Ms Wasteney was a senior employee at East London NHS Trust (“the Trust”). A junior female Muslim colleague raised complaints with the Trust stating that Ms Wasteney had tried to impose her Christian views on her, had repeatedly invited her to Church services, sent her tickets to Christian events, asked to pray with her and even gave her a book concerning the conversion of a female Muslim to the Christian faith.

As a result of the complaint, Ms Wasteney was given a final warning, reduced on appeal to a written warning, for blurring professional boundaries and subjecting a junior colleague to improper pressure and unwanted conduct.

ET claims

Ms Wasteney made a claim to the Employment Tribunal for direct discrimination and harassment because of her religion. The Employment Tribunal at first instance found that the disciplinary sanction imposed was not because of her religion or belief and was because of her inappropriate actions which amounted to unwanted and unwelcome conduct.
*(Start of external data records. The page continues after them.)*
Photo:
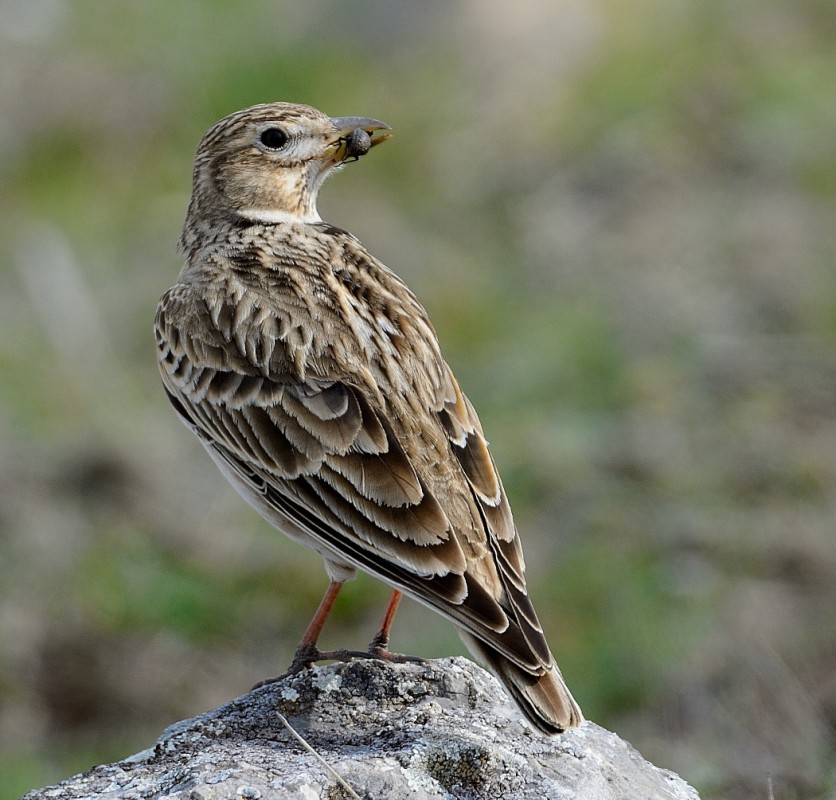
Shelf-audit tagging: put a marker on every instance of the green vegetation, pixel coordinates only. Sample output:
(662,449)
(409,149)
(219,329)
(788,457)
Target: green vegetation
(620,217)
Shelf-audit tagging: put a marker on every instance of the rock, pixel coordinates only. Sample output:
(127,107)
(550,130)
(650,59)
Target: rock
(440,729)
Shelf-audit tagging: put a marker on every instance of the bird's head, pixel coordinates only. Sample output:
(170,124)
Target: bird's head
(266,163)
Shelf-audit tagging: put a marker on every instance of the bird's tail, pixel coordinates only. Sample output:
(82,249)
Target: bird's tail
(542,697)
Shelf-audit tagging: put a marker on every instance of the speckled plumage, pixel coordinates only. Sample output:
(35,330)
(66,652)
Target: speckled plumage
(315,380)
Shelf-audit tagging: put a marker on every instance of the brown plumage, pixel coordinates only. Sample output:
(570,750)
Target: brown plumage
(314,379)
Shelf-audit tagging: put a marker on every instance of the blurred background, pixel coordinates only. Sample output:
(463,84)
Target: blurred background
(620,216)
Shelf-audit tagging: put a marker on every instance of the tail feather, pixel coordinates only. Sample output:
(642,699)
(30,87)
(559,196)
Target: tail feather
(543,697)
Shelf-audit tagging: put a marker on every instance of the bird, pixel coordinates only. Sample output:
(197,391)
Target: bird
(314,378)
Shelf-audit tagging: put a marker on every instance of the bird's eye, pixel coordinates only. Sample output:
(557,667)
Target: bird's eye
(274,138)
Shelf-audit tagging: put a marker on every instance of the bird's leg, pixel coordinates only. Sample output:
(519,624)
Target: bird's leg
(380,643)
(307,652)
(379,646)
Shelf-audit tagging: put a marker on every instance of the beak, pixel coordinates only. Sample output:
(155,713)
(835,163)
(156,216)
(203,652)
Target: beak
(356,136)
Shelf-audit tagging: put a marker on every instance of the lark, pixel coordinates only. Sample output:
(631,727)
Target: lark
(314,379)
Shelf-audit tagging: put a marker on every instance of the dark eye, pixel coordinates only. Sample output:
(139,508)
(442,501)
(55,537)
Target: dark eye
(274,138)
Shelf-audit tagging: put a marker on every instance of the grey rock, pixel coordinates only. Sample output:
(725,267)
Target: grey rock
(440,729)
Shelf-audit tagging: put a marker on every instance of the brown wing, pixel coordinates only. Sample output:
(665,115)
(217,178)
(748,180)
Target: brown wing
(330,458)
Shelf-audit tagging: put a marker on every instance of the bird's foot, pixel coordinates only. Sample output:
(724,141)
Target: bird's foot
(379,648)
(308,654)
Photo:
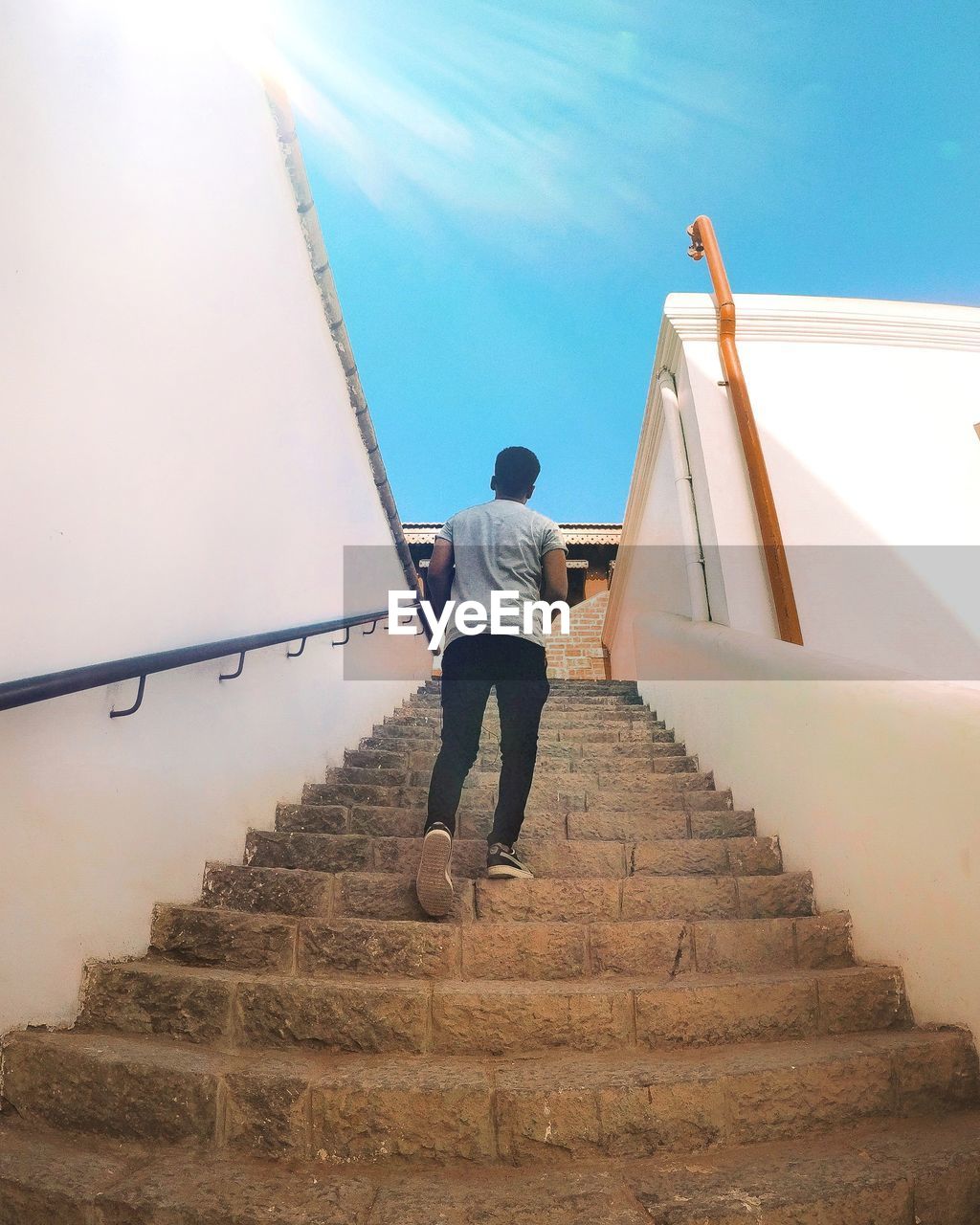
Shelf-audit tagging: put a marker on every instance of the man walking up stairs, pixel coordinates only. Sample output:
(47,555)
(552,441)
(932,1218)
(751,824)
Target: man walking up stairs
(494,547)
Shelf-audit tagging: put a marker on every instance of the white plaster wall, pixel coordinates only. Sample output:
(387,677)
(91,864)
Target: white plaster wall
(179,464)
(866,416)
(870,783)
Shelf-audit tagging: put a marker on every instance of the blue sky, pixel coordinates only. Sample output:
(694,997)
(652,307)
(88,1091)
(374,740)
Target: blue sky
(503,191)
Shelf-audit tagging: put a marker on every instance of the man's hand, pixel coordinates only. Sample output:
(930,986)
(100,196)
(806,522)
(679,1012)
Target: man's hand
(438,576)
(555,577)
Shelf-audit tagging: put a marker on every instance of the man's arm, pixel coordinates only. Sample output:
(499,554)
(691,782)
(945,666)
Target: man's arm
(555,577)
(438,577)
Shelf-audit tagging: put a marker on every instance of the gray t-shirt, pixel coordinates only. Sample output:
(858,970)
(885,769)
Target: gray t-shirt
(498,546)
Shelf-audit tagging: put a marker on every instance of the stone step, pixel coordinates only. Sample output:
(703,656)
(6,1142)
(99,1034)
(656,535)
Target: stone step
(558,1107)
(589,777)
(599,739)
(239,1010)
(310,945)
(574,769)
(660,825)
(558,686)
(550,756)
(677,856)
(884,1172)
(653,822)
(675,844)
(559,700)
(600,718)
(577,900)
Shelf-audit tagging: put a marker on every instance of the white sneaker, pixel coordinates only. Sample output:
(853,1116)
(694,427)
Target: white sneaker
(503,864)
(434,882)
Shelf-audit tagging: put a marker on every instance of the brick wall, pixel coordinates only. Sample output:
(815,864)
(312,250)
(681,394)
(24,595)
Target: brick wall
(580,656)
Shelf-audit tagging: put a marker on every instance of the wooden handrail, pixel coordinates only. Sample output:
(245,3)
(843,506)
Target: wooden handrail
(704,244)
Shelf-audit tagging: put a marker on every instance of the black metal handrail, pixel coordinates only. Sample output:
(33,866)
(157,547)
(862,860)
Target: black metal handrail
(74,680)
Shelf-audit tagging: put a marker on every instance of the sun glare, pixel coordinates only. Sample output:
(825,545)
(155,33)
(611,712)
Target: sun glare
(245,30)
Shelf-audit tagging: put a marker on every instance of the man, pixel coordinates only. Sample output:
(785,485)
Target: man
(503,546)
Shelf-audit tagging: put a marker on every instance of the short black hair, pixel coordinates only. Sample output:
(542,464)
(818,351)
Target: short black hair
(516,469)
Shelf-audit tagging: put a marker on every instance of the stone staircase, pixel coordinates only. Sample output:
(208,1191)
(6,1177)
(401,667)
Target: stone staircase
(659,1028)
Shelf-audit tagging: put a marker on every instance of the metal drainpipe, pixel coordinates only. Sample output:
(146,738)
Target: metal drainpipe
(285,129)
(697,578)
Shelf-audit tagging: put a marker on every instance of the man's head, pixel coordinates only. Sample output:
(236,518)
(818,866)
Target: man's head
(515,473)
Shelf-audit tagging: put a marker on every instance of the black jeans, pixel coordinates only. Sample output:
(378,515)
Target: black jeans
(471,668)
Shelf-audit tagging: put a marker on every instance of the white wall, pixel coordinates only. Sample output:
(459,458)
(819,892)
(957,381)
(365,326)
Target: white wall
(870,783)
(866,415)
(180,464)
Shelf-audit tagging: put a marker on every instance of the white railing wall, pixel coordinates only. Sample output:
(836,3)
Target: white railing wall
(180,464)
(860,748)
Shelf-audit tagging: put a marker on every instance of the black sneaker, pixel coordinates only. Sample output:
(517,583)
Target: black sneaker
(434,883)
(501,862)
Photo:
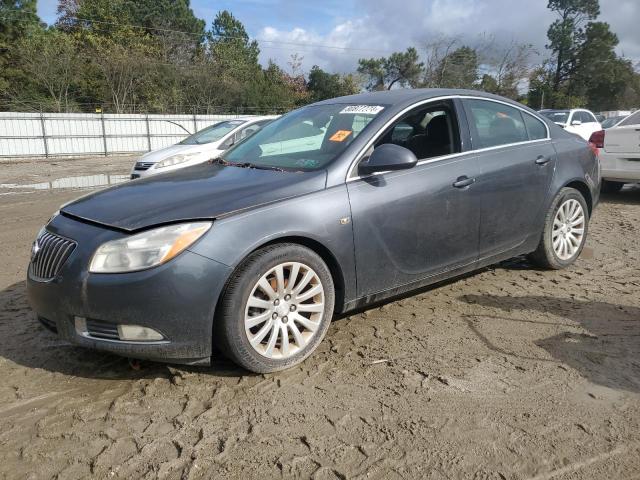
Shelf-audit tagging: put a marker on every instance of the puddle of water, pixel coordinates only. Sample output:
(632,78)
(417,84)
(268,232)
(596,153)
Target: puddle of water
(84,181)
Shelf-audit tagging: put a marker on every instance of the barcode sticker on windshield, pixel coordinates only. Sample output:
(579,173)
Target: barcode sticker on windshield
(363,109)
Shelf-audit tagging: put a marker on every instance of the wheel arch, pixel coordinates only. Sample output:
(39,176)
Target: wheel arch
(584,189)
(325,254)
(317,247)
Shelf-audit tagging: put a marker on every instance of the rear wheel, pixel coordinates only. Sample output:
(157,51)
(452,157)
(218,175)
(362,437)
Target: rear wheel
(565,231)
(611,187)
(276,308)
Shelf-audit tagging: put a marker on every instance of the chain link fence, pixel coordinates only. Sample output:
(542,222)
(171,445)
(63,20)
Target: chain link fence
(38,134)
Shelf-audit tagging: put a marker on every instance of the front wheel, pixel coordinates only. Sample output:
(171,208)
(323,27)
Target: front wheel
(565,231)
(276,308)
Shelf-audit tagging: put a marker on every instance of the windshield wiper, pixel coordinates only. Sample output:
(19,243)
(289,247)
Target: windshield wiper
(222,161)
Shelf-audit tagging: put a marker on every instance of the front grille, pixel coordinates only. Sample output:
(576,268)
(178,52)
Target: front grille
(143,165)
(98,329)
(51,251)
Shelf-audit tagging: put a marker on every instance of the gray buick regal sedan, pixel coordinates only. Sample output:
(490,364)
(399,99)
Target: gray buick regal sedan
(328,208)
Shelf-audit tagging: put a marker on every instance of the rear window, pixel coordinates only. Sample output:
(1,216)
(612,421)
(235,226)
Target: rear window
(536,129)
(634,119)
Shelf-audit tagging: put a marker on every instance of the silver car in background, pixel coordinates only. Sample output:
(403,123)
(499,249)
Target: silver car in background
(619,153)
(204,145)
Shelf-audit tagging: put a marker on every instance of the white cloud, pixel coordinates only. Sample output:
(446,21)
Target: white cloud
(386,26)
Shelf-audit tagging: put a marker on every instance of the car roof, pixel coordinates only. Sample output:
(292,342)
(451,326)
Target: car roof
(400,98)
(408,95)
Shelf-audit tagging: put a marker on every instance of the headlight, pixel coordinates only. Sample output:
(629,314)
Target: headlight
(176,159)
(146,249)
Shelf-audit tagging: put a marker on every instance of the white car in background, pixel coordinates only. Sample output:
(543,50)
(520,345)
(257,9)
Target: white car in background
(579,121)
(200,147)
(619,153)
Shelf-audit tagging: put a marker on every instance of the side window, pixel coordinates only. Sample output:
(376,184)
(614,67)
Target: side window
(631,120)
(584,117)
(495,123)
(250,130)
(537,130)
(428,131)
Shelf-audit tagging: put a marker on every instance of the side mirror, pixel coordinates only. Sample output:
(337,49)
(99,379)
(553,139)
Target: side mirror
(388,157)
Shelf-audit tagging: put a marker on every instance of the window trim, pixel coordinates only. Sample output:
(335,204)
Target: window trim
(397,116)
(628,117)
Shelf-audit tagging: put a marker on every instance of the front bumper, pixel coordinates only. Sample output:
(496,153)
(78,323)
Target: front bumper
(177,299)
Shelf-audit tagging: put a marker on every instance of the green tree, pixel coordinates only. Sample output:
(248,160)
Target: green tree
(49,58)
(402,68)
(601,76)
(323,85)
(459,69)
(566,34)
(18,20)
(230,46)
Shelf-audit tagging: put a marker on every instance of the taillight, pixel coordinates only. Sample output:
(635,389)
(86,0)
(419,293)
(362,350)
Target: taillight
(596,142)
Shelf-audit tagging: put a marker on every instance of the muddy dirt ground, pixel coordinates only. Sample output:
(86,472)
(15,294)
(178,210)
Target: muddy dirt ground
(509,373)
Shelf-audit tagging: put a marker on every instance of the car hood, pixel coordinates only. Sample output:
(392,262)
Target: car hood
(158,155)
(204,191)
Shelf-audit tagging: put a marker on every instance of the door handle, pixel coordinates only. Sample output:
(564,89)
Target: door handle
(464,181)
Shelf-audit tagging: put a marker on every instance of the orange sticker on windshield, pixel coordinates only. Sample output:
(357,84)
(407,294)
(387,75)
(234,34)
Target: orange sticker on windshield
(340,135)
Ms Wasteney appealed to the EAT on grounds including that the Tribunal had failed to pay proper regard to her right to manifest her religious belief under Article 9 of the European Convention of Human Rights. The EAT dismissed the appeal. While recognising that the right under Article 9 is guaranteed, in reality it is also qualified and should not infringe on the right and freedoms of others. The EAT upheld the Employment Tribunal decision that Ms Wasteney had been subjected to the disciplinary action, not because of her religious beliefs, but because she subjected a subordinate colleague to unwanted and unwelcome conduct.

Lessons

It will always be important for employers to approach issues such as these with sensitivity but it is clear from this decision that an employer may still be free to impose disciplinary sanctions when an employee improperly and inappropriately seeks to impose their beliefs on others.